Azure Data Factory gives many out-of-the-box activities, but one thing it doesn’t have is to run custom code easily. The emphasis here is on easily because it only supports that through Azure Batch, which is a pain to manage, let alone make it work. The other option is to use Azure Functions, but Microsoft says on MSDN documentation that we have only 230 seconds to finish what we’re doing, otherwise ADF will timeout and break the pipeline.
So, how can we run a long (or longer than 230 seconds) job on ADF, say extracting tar file contents (their example with normal Azure Functions is here)? The solution is to make it a background work with Durable Functions.

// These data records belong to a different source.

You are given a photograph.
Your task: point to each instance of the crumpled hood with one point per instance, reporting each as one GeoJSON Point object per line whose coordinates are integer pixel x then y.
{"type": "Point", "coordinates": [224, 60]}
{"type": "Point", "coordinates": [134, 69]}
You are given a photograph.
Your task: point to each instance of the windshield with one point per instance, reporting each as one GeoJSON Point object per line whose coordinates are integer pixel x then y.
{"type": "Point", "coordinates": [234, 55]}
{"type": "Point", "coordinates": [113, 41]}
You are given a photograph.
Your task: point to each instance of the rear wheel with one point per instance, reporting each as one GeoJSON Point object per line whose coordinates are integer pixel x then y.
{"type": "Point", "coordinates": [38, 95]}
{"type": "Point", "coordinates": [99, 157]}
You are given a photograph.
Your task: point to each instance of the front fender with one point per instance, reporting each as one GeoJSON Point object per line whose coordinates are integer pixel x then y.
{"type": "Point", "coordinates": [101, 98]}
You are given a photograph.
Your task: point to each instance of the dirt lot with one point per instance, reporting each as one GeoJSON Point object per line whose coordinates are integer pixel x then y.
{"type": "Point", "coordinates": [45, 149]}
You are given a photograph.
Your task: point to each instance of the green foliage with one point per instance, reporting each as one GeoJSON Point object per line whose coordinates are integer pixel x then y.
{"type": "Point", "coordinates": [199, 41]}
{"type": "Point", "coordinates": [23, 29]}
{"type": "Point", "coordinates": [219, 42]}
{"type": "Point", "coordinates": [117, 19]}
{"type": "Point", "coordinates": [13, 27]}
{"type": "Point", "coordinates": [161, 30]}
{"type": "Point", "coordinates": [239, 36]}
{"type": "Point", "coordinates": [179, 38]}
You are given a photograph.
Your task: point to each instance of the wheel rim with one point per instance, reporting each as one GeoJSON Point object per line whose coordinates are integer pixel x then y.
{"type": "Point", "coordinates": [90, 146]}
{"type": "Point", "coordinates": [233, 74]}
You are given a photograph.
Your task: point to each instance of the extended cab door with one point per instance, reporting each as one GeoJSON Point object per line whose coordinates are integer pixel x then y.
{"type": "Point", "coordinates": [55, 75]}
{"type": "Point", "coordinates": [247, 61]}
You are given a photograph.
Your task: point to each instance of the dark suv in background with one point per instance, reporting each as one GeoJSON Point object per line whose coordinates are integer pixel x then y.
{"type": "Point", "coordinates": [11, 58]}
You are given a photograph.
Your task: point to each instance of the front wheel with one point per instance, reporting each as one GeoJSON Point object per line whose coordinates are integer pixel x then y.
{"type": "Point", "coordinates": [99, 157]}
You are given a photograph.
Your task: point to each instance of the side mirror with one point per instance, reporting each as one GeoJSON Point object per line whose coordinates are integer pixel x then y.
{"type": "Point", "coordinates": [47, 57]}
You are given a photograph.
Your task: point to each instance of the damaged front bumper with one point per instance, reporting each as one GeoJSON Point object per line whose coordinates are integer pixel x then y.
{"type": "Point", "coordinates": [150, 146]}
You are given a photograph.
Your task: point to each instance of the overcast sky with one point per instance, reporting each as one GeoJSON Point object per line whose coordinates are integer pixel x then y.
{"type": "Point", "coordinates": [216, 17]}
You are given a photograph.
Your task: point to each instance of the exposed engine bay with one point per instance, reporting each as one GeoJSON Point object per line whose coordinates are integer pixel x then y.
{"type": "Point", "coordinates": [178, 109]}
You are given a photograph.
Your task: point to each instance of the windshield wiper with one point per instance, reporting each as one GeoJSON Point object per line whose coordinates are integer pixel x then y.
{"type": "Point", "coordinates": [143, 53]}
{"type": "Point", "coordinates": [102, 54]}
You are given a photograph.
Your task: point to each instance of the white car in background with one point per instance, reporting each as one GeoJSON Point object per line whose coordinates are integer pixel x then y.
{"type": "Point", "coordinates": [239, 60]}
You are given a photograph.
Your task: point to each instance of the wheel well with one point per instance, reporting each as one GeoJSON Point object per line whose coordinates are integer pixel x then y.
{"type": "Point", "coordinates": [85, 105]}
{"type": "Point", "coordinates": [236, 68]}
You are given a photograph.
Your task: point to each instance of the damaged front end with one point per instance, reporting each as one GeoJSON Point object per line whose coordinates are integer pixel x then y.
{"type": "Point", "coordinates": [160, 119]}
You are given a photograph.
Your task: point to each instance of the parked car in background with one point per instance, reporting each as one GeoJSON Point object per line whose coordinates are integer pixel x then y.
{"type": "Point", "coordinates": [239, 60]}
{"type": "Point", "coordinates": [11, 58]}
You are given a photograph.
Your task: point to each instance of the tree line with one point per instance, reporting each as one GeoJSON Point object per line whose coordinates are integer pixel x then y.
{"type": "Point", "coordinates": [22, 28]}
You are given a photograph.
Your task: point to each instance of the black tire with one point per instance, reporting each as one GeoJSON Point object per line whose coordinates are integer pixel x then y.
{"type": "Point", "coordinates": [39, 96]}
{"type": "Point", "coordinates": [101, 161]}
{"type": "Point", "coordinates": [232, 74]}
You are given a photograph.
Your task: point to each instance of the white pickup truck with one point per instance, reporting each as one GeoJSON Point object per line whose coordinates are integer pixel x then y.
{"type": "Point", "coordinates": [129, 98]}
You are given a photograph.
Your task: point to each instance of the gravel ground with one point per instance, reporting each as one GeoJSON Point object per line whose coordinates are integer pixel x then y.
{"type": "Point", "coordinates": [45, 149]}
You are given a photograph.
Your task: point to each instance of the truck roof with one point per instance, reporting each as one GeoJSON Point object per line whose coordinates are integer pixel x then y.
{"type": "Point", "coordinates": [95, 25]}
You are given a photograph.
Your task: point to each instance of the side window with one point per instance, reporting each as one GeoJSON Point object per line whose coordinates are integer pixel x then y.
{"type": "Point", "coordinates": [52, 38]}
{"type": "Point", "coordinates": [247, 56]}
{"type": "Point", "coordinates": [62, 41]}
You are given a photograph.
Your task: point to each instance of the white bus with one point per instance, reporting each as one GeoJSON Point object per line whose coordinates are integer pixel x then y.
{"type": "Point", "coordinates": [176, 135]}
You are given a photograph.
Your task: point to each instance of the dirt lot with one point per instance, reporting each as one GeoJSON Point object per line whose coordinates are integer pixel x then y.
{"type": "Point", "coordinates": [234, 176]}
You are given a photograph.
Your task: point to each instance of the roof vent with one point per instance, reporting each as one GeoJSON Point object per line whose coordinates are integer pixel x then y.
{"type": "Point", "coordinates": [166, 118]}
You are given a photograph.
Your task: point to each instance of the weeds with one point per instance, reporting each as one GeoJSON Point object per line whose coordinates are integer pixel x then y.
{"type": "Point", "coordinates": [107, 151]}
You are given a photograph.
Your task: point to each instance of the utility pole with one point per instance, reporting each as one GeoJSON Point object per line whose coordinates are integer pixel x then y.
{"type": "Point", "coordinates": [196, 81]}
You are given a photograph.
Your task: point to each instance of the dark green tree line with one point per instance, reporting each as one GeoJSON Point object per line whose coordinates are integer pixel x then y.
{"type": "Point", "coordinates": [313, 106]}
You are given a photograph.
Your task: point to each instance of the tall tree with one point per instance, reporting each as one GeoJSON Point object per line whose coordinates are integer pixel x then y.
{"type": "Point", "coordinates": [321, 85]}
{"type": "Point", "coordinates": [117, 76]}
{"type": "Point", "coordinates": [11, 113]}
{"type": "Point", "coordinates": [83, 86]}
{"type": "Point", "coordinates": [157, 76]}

Durable Functions are running on the same platform as normal Azure Functions, but they run asynchronously. When you trigger a Durable Function, it creates a background process and the gives you a few URLs that you can interact with that process; including one to query its status. When you call it, it returns the status of the background job as well as the data if it’s finished.

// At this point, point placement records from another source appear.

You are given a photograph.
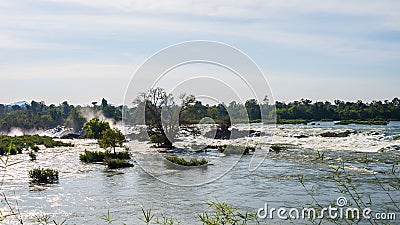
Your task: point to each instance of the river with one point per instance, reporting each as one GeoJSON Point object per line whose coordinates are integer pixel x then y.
{"type": "Point", "coordinates": [85, 192]}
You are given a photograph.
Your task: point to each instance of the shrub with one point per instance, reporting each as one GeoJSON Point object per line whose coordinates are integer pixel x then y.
{"type": "Point", "coordinates": [25, 141]}
{"type": "Point", "coordinates": [120, 155]}
{"type": "Point", "coordinates": [184, 162]}
{"type": "Point", "coordinates": [92, 156]}
{"type": "Point", "coordinates": [238, 150]}
{"type": "Point", "coordinates": [277, 148]}
{"type": "Point", "coordinates": [40, 175]}
{"type": "Point", "coordinates": [112, 163]}
{"type": "Point", "coordinates": [32, 155]}
{"type": "Point", "coordinates": [35, 148]}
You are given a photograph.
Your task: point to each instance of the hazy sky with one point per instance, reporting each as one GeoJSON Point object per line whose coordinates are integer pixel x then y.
{"type": "Point", "coordinates": [83, 50]}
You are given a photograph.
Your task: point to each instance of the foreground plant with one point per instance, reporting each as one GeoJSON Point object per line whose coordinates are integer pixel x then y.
{"type": "Point", "coordinates": [183, 162]}
{"type": "Point", "coordinates": [43, 176]}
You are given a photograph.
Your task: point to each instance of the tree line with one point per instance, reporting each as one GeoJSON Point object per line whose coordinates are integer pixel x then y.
{"type": "Point", "coordinates": [38, 115]}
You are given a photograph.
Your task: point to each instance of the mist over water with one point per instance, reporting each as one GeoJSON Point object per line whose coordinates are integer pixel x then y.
{"type": "Point", "coordinates": [86, 192]}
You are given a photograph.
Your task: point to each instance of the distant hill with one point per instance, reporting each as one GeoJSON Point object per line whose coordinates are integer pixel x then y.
{"type": "Point", "coordinates": [19, 103]}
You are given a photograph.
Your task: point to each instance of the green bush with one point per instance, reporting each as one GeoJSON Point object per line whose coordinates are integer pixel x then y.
{"type": "Point", "coordinates": [32, 155]}
{"type": "Point", "coordinates": [120, 155]}
{"type": "Point", "coordinates": [363, 122]}
{"type": "Point", "coordinates": [184, 162]}
{"type": "Point", "coordinates": [112, 163]}
{"type": "Point", "coordinates": [92, 156]}
{"type": "Point", "coordinates": [24, 142]}
{"type": "Point", "coordinates": [35, 148]}
{"type": "Point", "coordinates": [40, 175]}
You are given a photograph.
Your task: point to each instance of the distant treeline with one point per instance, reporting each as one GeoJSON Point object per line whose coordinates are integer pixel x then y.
{"type": "Point", "coordinates": [38, 115]}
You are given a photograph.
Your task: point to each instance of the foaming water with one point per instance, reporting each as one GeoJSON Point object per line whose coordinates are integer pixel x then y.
{"type": "Point", "coordinates": [86, 192]}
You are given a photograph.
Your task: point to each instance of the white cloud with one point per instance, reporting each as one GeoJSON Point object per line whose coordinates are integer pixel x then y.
{"type": "Point", "coordinates": [72, 71]}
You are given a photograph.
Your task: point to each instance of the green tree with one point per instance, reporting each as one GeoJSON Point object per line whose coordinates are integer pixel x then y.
{"type": "Point", "coordinates": [111, 138]}
{"type": "Point", "coordinates": [95, 127]}
{"type": "Point", "coordinates": [75, 120]}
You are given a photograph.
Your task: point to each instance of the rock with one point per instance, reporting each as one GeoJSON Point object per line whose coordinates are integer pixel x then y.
{"type": "Point", "coordinates": [339, 134]}
{"type": "Point", "coordinates": [70, 136]}
{"type": "Point", "coordinates": [301, 136]}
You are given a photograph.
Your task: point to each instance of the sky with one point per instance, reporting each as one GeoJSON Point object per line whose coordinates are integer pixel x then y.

The idea is to trigger a Durable Function through an HTTP endpoint, wait for it to finish and then get the result. Here’s how it looks like:
And here’s how it looks inside the Until activity:
Here’s the process:
- First, we trigger our Durable Function through an HTTP trigger using Azure Function activity.
- Then with the Until activity, we check status of that function.
- The Wait activity waits around 30 seconds (or different, up to you) to let function to be executed.
- The Web activity makes a request to the statusQueryUrl that Azure Function activity returns, by calling
- Until activity checks the result of CheckStatus Web activity with expression
@not(or(equals(activity('CheckStatus').output.runtimeStatus, 'Pending'), equals(activity('CheckStatus').output.runtimeStatus, 'Running')))
- It repeats until the function is finished or failed, or until it times out (set on the Timeout property)
In this scenario, the Durable Function untars the file and keeps the contents in a storage account, which returns those storage URLs in the HTTP response body. The next step may be to copy those files into a Data Lake using a ForEach with Copy, or whatever the process requires.
Although this example is to untar the file, you can apply the same logic whenever you need to run a custom background job on Azure Data Factory; like converting an XML file to JSON, because ADF doesn't support XML (this will be another blog post).